Elle contemple la nature recouverte d’un manteau de neige qui semble tout étouffer, même l’amour éprouvé par les êtres humains. Carey se rapproche de la couche de Ron. Il se réveille. Elle lui murmure qu’elle est revenue. La caméra les quitte et glisse vers la vitre qui ressemble à une grille de prison, dressée là comme l’empêchement de Carey. Un cerf, le seigneur des bois, regarde les amants. Dédaigneux, il tourne la tête et s’en va.

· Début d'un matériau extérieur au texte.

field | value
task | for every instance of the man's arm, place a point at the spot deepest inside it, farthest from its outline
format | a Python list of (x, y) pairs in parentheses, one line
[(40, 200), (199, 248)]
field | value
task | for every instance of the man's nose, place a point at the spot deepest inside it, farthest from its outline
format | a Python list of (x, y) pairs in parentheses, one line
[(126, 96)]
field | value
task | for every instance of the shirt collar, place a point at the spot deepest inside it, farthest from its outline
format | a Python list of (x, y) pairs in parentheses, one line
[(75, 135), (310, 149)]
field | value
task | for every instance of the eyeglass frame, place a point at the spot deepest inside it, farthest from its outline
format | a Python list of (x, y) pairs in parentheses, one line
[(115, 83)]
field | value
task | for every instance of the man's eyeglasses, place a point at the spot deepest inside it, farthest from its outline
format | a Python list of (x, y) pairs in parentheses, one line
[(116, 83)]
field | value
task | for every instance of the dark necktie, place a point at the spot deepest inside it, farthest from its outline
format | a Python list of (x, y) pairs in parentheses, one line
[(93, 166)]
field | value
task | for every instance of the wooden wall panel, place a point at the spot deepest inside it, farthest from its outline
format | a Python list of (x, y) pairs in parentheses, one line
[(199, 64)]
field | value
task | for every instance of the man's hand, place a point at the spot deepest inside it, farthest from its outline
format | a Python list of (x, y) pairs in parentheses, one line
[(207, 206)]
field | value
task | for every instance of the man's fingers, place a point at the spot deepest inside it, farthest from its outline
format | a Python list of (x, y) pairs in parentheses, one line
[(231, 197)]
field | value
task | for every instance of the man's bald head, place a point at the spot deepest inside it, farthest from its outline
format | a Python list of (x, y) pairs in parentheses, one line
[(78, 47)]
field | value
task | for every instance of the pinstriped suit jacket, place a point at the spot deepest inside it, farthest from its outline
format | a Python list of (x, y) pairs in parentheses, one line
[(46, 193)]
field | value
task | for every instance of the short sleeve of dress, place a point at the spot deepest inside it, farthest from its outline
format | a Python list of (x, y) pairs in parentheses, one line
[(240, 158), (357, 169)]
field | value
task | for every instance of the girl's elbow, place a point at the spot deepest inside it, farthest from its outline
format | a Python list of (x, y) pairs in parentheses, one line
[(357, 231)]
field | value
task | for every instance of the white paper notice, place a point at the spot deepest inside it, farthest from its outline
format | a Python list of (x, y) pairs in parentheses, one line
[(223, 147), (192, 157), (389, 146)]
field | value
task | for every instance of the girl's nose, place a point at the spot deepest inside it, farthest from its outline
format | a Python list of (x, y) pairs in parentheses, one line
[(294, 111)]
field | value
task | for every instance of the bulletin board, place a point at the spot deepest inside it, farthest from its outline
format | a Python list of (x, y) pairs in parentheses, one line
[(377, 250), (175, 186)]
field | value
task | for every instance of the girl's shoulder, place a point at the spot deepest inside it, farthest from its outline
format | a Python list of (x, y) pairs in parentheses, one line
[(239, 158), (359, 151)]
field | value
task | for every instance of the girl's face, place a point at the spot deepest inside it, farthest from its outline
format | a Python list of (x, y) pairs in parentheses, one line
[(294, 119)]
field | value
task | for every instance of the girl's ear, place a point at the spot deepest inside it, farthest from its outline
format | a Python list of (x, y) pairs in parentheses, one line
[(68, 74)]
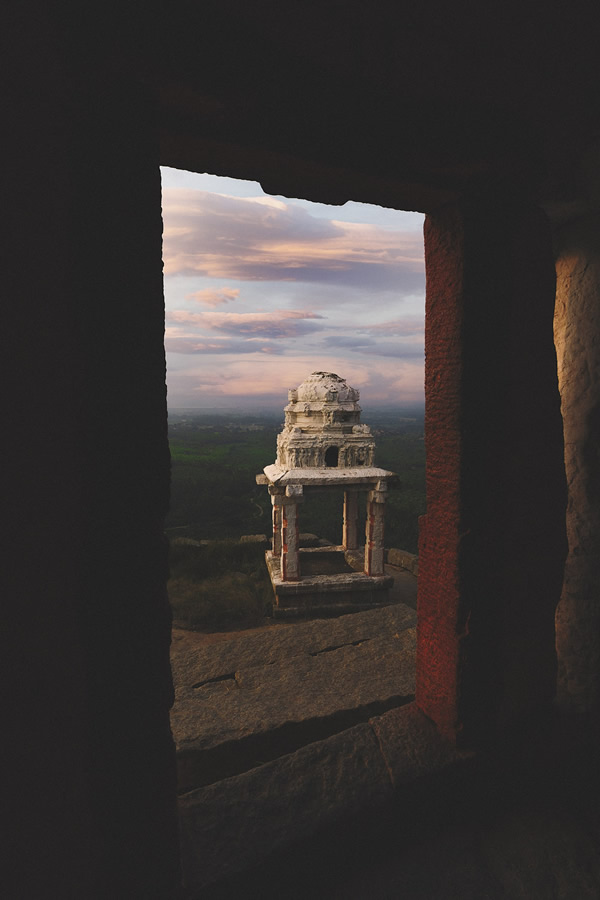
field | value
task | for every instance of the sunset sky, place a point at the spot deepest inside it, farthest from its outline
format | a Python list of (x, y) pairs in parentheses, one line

Ali, victime d’un malaise au cœur, est endormi dans une chambre d’hôpital. Telle une piéta des seventies, Emmi est assise au chevet de son jeune mari. Derrière eux, une fenêtre s’ouvre sur un espace blanc, incandescent. Ali survivra-t-il ?...
Cette vitre brise le cercle de l’image dans une abstraction non plus lyrique, mais totale puisqu’elle fait triompher le blanc. Métaphore du vide de la solitude ressentie par Emmi, du passage de la vie à la mort d’Ali ?...
Plus qu’un simple remake, Tout le monde s’appelle Ali est véritablement contaminé par l’œuvre entière de Douglas Sirk où une cause positive peut engendrer un effet néfaste et inversement. Comme dans la vie, les possibilités dramaturgiques dans l’univers du cinéaste sont infinies.
C’est pourquoi nous sommes tous des Carey Scott écartelés entre nos aspirations les plus profondes et nos à priori aveuglés par la surface des choses.

Si, bâillonnés dans un tel contexte, nous pensons à revoir All that heaven allows, alors le ciel que permet Douglas Sirk peut nous aider à voir plus clair. A prendre de la hauteur. A devenir plus grand, plus large. En un mot, meilleur. Le cinéma peut aussi servir à cela.

En 1929, le cinéaste divorce de sa première femme. Ils ont enfanté un fils : Klaus Detlef Sierck. Quand Douglas rencontre sa seconde épouse Hilde qui est comédienne et juive, la mère de son petit garçon devient nazie. Cette première femme, dont Douglas ne prononce jamais le prénom, obtient la garde exclusive de Klaus Detlef et l’enrôle dans les jeunesses hitlériennes. Dune pure beauté aryenne, l’enfant devient acteur.
En 1944, le Troisième Reich décline et le jeune homme est envoyé sur le front russe. Il a dix-neuf ans. Plus jamais Douglas Sirk n’aura de ses nouvelles.

Le temps d’aimer et le temps de mourir : titre magnifique, universel où se mêlent l’amour et la mort, l’espoir et l’angoisse, la beauté et la barbarie. Ce film déchirant est l’hommage d’un père à son fils que le souffle assassin de la guerre a éloigné, puis emporté.
En 1959, une maladie des yeux met un terme à la carrière américaine de Douglas Sirk. Dans les années 1970, il tourne trois courts-métrages en allemand. Le cinéaste meurt des suites d'un cancer, le 14 janvier 1987 à Lugano en Suisse.